Police recruit proposes to college sweetheart after Navy Pier graduation ceremony

SHARE Police recruit proposes to college sweetheart after Navy Pier graduation ceremony
SHARE Police recruit proposes to college sweetheart after Navy Pier graduation ceremony

Talk about killing two birds with one stone. How about realizing your dream of becoming a Chicago Police officer on the same day that you pop the question to your college sweetheart?

Gabriel Gamino Jr. certainly has a flair for the dramatic. How else to explain his decision to turn his day at Tuesday’s police graduation ceremony at Navy Pier into their day — by getting down on one knee and proposing to his longtime girlfriend, Gabrielle Thomas, outside the Navy Pier ballroom with Mayor Rahm Emanuel watching the tears roll down the face of his wife-to-be?

“We’ve been together for so long. Today, I figured that it was just going to be a special day for me and a special day for her to remember. I figured today would be the day,” Gamino said.

“Navy Pier is probably one of the best places I thought to do it. Today just worked out perfectly. It just so happens that we were here. The scenery, the background and all that. It just worked out well.”

Gamino, 25, said he didn’t need to be the center of attention on a picture-perfect graduation day. His soulmate has earned the right to share it.

“For about five years now, I’ve been waiting to finally become a Chicago Police officer and she’s been behind me this whole entire road and helping me through my downfalls and everything,” Gamino said.

“So I figured today would be a special day for me as well [as] for her because she helped me achieve this goal that I’ve been dreaming of since I was a kid.”

Asked whether Thomas is concerned about the dangers that await him on Chicago streets, Gamino said, “I don’t think so.I think she knows that I’m prepared and that I’m ready.”

Thomas, a 24-year-old manager at Target, took a few minutes to collect herself after Gamino popped the question and Emanuel said, “Mazel tov.”

She might have been the only one at Tuesday’s graduation ceremony who wasn’t in on Gamino’s little secret.

“Completely surprised. I was like — what is going on right now? I’m just taking a picture and this is what happened. This was like, huge. I’m speechless. I’m blown away. I’m the only one who didn’t know. They’re really good secret holders. I can’t believe the mayor was in on it,” Thomas said.

“I was rushing him. I’m like, ‘Come on. Let’s take a picture. This is your day. I know it’s your day, but you’re moving super slow. Take a picture.’ Then all the sudden, things get turned around and I’m like, `What is going on right now?’”

Gamino and Thomas met as students at Illinois State University. They’ve been together for four years.

“I knew it was coming, but I didn’t know when. … It’s gorgeous. It couldn’t have been a better day,” she said of Tuesday’s proposal.

Thomas was asked whether she approaches her role as the wife of a Chicago Police officer with fear or pride or both.

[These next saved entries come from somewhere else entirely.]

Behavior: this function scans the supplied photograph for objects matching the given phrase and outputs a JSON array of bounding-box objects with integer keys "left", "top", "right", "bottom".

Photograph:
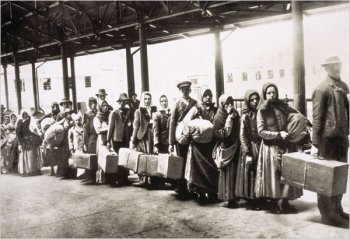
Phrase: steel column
[
  {"left": 31, "top": 62, "right": 39, "bottom": 112},
  {"left": 61, "top": 42, "right": 70, "bottom": 99},
  {"left": 70, "top": 56, "right": 77, "bottom": 112},
  {"left": 13, "top": 55, "right": 22, "bottom": 114},
  {"left": 292, "top": 1, "right": 306, "bottom": 115},
  {"left": 139, "top": 25, "right": 149, "bottom": 92},
  {"left": 3, "top": 65, "right": 9, "bottom": 109},
  {"left": 126, "top": 44, "right": 135, "bottom": 97},
  {"left": 214, "top": 27, "right": 224, "bottom": 104}
]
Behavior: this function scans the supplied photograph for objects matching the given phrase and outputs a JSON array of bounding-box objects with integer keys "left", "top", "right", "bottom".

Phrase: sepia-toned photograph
[{"left": 0, "top": 0, "right": 349, "bottom": 238}]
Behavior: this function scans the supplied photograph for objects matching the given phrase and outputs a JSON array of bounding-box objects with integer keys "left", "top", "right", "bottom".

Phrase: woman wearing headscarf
[
  {"left": 93, "top": 100, "right": 112, "bottom": 184},
  {"left": 54, "top": 109, "right": 74, "bottom": 178},
  {"left": 255, "top": 82, "right": 302, "bottom": 213},
  {"left": 199, "top": 89, "right": 217, "bottom": 123},
  {"left": 235, "top": 90, "right": 261, "bottom": 208},
  {"left": 131, "top": 92, "right": 157, "bottom": 154},
  {"left": 213, "top": 95, "right": 240, "bottom": 208},
  {"left": 16, "top": 109, "right": 42, "bottom": 176},
  {"left": 8, "top": 113, "right": 17, "bottom": 132},
  {"left": 1, "top": 114, "right": 18, "bottom": 174},
  {"left": 83, "top": 97, "right": 98, "bottom": 153}
]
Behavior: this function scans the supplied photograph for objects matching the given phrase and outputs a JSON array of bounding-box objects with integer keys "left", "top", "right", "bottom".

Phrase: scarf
[
  {"left": 213, "top": 94, "right": 232, "bottom": 130},
  {"left": 257, "top": 82, "right": 289, "bottom": 113},
  {"left": 242, "top": 90, "right": 259, "bottom": 119}
]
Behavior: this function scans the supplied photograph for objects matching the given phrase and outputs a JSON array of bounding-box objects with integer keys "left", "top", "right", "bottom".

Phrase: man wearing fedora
[
  {"left": 56, "top": 97, "right": 73, "bottom": 122},
  {"left": 311, "top": 56, "right": 349, "bottom": 227},
  {"left": 169, "top": 80, "right": 198, "bottom": 198},
  {"left": 96, "top": 89, "right": 113, "bottom": 111}
]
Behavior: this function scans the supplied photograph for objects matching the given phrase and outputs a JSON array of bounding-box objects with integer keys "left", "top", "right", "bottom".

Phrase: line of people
[{"left": 0, "top": 56, "right": 348, "bottom": 228}]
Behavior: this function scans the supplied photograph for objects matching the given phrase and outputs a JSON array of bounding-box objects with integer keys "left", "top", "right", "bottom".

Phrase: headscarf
[
  {"left": 18, "top": 109, "right": 37, "bottom": 134},
  {"left": 96, "top": 100, "right": 110, "bottom": 122},
  {"left": 139, "top": 91, "right": 152, "bottom": 109},
  {"left": 201, "top": 88, "right": 215, "bottom": 107},
  {"left": 10, "top": 113, "right": 17, "bottom": 123},
  {"left": 242, "top": 90, "right": 260, "bottom": 118},
  {"left": 258, "top": 82, "right": 288, "bottom": 111},
  {"left": 213, "top": 94, "right": 234, "bottom": 129}
]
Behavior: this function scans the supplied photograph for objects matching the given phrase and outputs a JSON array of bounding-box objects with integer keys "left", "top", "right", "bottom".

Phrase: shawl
[
  {"left": 258, "top": 82, "right": 289, "bottom": 113},
  {"left": 213, "top": 94, "right": 233, "bottom": 130},
  {"left": 242, "top": 90, "right": 260, "bottom": 118}
]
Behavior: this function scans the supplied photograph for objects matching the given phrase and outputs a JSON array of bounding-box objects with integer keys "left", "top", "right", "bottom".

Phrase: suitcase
[
  {"left": 157, "top": 154, "right": 184, "bottom": 179},
  {"left": 281, "top": 152, "right": 348, "bottom": 197},
  {"left": 72, "top": 153, "right": 98, "bottom": 170},
  {"left": 138, "top": 154, "right": 160, "bottom": 176},
  {"left": 98, "top": 146, "right": 119, "bottom": 173},
  {"left": 118, "top": 148, "right": 143, "bottom": 172}
]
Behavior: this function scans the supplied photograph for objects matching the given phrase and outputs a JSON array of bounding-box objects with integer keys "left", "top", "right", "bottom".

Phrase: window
[
  {"left": 255, "top": 71, "right": 262, "bottom": 80},
  {"left": 279, "top": 69, "right": 285, "bottom": 78},
  {"left": 227, "top": 73, "right": 233, "bottom": 83},
  {"left": 20, "top": 79, "right": 25, "bottom": 92},
  {"left": 85, "top": 76, "right": 91, "bottom": 88},
  {"left": 268, "top": 70, "right": 273, "bottom": 79},
  {"left": 43, "top": 78, "right": 51, "bottom": 90},
  {"left": 242, "top": 72, "right": 248, "bottom": 81},
  {"left": 68, "top": 77, "right": 73, "bottom": 89},
  {"left": 190, "top": 78, "right": 198, "bottom": 84}
]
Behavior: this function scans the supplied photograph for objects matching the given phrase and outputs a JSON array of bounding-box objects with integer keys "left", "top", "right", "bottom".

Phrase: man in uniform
[
  {"left": 311, "top": 56, "right": 349, "bottom": 227},
  {"left": 169, "top": 80, "right": 198, "bottom": 198}
]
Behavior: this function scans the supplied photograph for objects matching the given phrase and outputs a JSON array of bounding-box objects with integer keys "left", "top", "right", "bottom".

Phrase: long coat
[
  {"left": 132, "top": 106, "right": 157, "bottom": 142},
  {"left": 107, "top": 108, "right": 132, "bottom": 143},
  {"left": 153, "top": 109, "right": 170, "bottom": 147},
  {"left": 83, "top": 110, "right": 98, "bottom": 153}
]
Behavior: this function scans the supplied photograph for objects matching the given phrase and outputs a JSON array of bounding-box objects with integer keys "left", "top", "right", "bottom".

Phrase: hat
[
  {"left": 60, "top": 97, "right": 72, "bottom": 106},
  {"left": 321, "top": 56, "right": 342, "bottom": 66},
  {"left": 177, "top": 80, "right": 192, "bottom": 89},
  {"left": 96, "top": 89, "right": 108, "bottom": 96},
  {"left": 117, "top": 93, "right": 130, "bottom": 102}
]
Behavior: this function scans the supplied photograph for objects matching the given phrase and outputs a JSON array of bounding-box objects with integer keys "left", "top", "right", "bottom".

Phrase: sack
[
  {"left": 44, "top": 123, "right": 65, "bottom": 146},
  {"left": 176, "top": 118, "right": 213, "bottom": 144},
  {"left": 41, "top": 118, "right": 55, "bottom": 133},
  {"left": 287, "top": 113, "right": 309, "bottom": 143}
]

“It’s a little bit of both. But I know I have the support of all of these people behind me. So I know that I’m going to be OK. I’m excited for our future,” she said.

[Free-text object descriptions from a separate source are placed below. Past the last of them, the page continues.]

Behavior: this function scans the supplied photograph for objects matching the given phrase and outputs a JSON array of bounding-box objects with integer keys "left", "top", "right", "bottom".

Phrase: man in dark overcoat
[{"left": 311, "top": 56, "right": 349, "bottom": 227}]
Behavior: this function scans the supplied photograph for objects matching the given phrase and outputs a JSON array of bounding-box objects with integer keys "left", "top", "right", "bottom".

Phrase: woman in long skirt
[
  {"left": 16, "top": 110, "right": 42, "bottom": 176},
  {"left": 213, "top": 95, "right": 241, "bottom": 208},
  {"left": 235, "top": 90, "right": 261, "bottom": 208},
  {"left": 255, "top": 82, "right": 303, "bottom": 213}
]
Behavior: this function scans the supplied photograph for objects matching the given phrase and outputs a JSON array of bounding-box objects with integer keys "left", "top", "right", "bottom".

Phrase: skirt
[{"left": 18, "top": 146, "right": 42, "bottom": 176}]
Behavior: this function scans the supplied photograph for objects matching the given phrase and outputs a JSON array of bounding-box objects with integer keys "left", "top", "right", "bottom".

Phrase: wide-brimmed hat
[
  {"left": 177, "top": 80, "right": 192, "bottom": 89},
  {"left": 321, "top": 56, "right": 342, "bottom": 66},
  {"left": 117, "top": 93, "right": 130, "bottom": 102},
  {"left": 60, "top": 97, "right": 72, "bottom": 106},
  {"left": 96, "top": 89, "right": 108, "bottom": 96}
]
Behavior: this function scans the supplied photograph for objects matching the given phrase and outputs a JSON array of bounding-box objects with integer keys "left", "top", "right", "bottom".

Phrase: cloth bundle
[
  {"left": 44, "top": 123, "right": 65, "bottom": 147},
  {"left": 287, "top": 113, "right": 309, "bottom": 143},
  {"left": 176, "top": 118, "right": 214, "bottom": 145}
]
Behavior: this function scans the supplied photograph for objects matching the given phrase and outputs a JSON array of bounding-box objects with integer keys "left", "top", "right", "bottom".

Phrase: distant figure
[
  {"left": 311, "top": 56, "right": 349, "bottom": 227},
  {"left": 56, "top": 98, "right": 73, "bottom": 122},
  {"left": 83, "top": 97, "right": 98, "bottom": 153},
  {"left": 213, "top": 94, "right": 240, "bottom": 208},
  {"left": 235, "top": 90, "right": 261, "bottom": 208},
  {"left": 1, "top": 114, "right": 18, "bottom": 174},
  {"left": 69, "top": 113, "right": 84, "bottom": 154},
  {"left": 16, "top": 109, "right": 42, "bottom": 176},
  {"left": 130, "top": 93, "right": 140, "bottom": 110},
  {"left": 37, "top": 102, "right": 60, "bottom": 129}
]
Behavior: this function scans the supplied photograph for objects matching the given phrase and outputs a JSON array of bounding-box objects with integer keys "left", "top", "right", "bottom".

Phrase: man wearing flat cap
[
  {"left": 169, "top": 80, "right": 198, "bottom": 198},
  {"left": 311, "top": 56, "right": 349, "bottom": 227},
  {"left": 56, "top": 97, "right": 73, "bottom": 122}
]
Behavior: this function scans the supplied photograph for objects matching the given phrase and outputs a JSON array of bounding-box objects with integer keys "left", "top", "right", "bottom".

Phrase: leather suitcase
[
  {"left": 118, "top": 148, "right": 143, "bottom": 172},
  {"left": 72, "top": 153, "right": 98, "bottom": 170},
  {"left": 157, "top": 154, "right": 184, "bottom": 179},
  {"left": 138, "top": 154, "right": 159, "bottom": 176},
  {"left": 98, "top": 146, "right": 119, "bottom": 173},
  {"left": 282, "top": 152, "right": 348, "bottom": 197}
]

Thomas said danger “comes with the job, but I’m a praying person. So I’m gonna pray and have my family behind me. We’re gonna be OK.”

Believe it or not, Gamino said having Emanuel as a witness to Tuesday’s postcard-perfect proposal was a bonus. It was not part of the plan.

“It just so happened that it worked out. He was there, and he heard what we were doing today. So I figured might as well just have him in there too. It was just a spur-of-the-moment thing,” Gamino said.

During the graduation ceremony that preceded the proposal, Emanuel called Tuesday’s class of 150 one of Chicago’s largest in recent memory. It brings to 1,500 the number of new officers hired since the mayor took office — not to bolster police manpower, but to keep pace with attrition.

The class includes 18 second-generation Chicago Police officers, three third-generation officers and 25 military veterans.

“After 34 years of policing, I would gladly switch places with any one of you to do this all over again,” Police Superintendent Garry McCarthy told the graduates.